The items above that increase your assets relative to your liabilities are called “actuarial gains” while the items that increase your liabilities relative to your assets are called “actuarial losses.” Actuarial gains will increase your Funded Status while actuarial losses will decrease your Funded Status.

Why monitoring your Funded Status from year to year is important

Periods of consistent actuarial gains or losses where your Funded Status is fairly consistently increasing, or decreasing, is an indication that your assumptions about the future are either too conservative (or too optimistic) an/or that you are under- (or over) spending your spending budget.

A perfect example of the importance of such a pattern outside of Household retirement financing is Social Security financing. When the system was last significantly amended (reformed) in 1983, the system’s long-range funded status was 100%. Since that time, the system’s funded status has fairly consistently deteriorated until it is slightly less than 80% today, with the expectation of even greater future deterioration. This is a clear indication that the assumptions used to determine the system’s Funded Status are too optimistic.

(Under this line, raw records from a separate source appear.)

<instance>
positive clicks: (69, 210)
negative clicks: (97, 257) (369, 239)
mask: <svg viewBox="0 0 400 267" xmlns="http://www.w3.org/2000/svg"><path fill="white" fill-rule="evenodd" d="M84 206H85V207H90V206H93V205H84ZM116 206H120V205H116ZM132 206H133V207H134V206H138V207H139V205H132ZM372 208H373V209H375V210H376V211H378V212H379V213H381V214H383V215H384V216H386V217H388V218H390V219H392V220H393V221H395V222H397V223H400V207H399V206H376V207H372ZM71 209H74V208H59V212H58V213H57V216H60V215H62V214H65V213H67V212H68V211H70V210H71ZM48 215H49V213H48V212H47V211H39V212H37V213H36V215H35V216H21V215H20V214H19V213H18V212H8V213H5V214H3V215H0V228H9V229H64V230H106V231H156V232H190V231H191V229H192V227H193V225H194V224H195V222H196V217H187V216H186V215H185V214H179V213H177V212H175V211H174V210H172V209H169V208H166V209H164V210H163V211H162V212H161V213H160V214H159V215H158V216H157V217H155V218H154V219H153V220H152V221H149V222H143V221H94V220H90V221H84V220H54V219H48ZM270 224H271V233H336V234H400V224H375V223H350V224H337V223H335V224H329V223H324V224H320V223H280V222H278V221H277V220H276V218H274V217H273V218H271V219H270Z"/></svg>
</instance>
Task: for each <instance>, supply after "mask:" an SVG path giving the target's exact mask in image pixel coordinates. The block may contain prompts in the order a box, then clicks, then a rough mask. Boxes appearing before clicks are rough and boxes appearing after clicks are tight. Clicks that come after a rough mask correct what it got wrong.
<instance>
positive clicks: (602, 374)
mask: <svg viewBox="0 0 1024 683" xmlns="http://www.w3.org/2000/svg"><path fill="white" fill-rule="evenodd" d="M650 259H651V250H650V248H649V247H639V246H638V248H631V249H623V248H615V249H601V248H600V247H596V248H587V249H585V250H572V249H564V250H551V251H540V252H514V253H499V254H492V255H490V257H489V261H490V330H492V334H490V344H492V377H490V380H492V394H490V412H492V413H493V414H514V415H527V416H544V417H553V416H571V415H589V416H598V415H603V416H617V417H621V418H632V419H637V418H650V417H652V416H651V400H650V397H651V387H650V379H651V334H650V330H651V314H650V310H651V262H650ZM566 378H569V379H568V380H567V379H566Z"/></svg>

In addition to indicating that assumptions may be too optimistic or too conservative, the trend of a system’s funded status may also signal when it is time to make changes in the system’s financing. For Social Security, for example, this signal has been sounding loudly since the 1990s, but Congress has failed to act. Unlike Congress, individual households can ill afford to wait decades to make changes to their financial plans to bring them back into balance.